Eu só queria dizer que li os livros que você me indicou.
Li, não: devorei.
Em parte porque a escrita é fluida e combina bem com aquela minha curiosidade de saber o que tem depois.
E sempre tem um depois, né?
Às vezes, o depois que vem é o fim.
E mesmo o depois do fim... enfim... sempre tem um depois.
Já cantaram, numa música, que “o que não tem fim sempre acaba assim”.
Então é isso... eu li os livros que você me indicou. Com afinco.
Não somente porque a curiosidade me impelia, mas principalmente porque cada palavra do livro era uma palavra que você já tinha lido.
Sei lá... como se compartilhassem comigo o seu olhar sobre elas. Um olhar que agora só tenho como lembrança.
Mesmo em tempos distantes, essa mesma leitura... me aproximava de você. Eu quero ter essa ilusão, agora.
Ainda que nem sequer estejamos nos falando.
Foi assim: eu li tudo.
Meio que de uma vez, mas ao mesmo tempo me deliciando com cada palavra porque você também leu. E eu queria depreender das palavras teus olhos sobre elas, tuas impressões, seus gestos e caretas diante do que o autor escreveu. Mas não pude. Não consigo. Só fiquei ali com as palavras no papel, na tentativa vã de saber seu horror ou fascínio diante do foi narrado.

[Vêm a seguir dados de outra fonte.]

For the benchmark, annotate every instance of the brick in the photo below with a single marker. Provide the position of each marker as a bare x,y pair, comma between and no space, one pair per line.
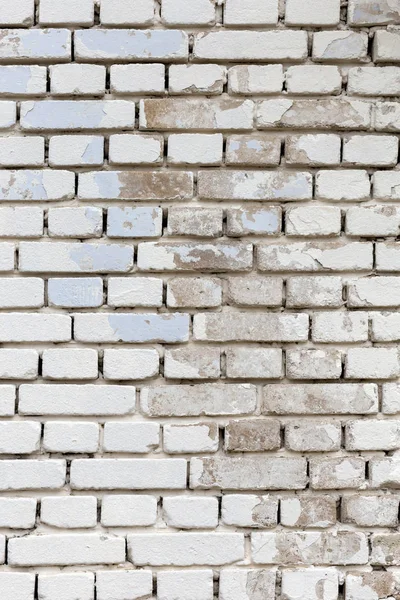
188,12
75,400
199,584
339,548
313,221
76,115
27,292
141,221
135,291
69,512
20,80
46,185
254,363
71,437
27,327
250,327
255,291
254,185
131,437
249,510
321,398
137,78
313,364
76,151
66,584
75,292
314,257
185,549
252,435
338,46
127,149
196,79
130,364
124,327
371,511
124,45
138,185
332,113
340,327
248,473
32,474
128,474
203,399
303,292
23,221
123,12
307,511
255,79
195,256
318,13
70,549
196,113
77,80
251,45
196,292
195,221
128,511
239,583
35,45
313,79
186,513
313,149
195,149
255,150
338,186
337,473
81,222
254,221
360,12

Você também soube o que ele disse. E, no fim, eu queria ter discutido contigo as palavras, o enredo, a construção das personagens e criar outros possíveis finais.
Porque eu também gosto desse exercício de fazer tudo de novo depois de feito. Mas não foi assim...
Já havia silêncio entre a gente.
Já não havia um “a gente”.
Porque nunca foi possível.
Nunca foi uma possibilidade.
Porque faltava você nessa história.
Não chegamos a escrever um livro juntos e talvez isso seja uma pena.
Teríamos tido uma história divertida: entre a sua necessidade de controle e a minha total falta de noção, criando enredos das mais diversas formas, na liberdade que você não chegou a conhecer.
Ora porque eu passava o tempo me defendendo do que você me causava, ora porque você não teve interesse.
Mas parece que eu encontrei formas de escrever, ainda que sozinha, algumas coisas sobre nós dois.
Ou melhor: sobre um “nós dois” que eu imaginei.
Como nos livros que você me indicou: parecendo sonho.
Porque, no fim, tudo é assim mesmo: as histórias inventadas e as histórias vividas.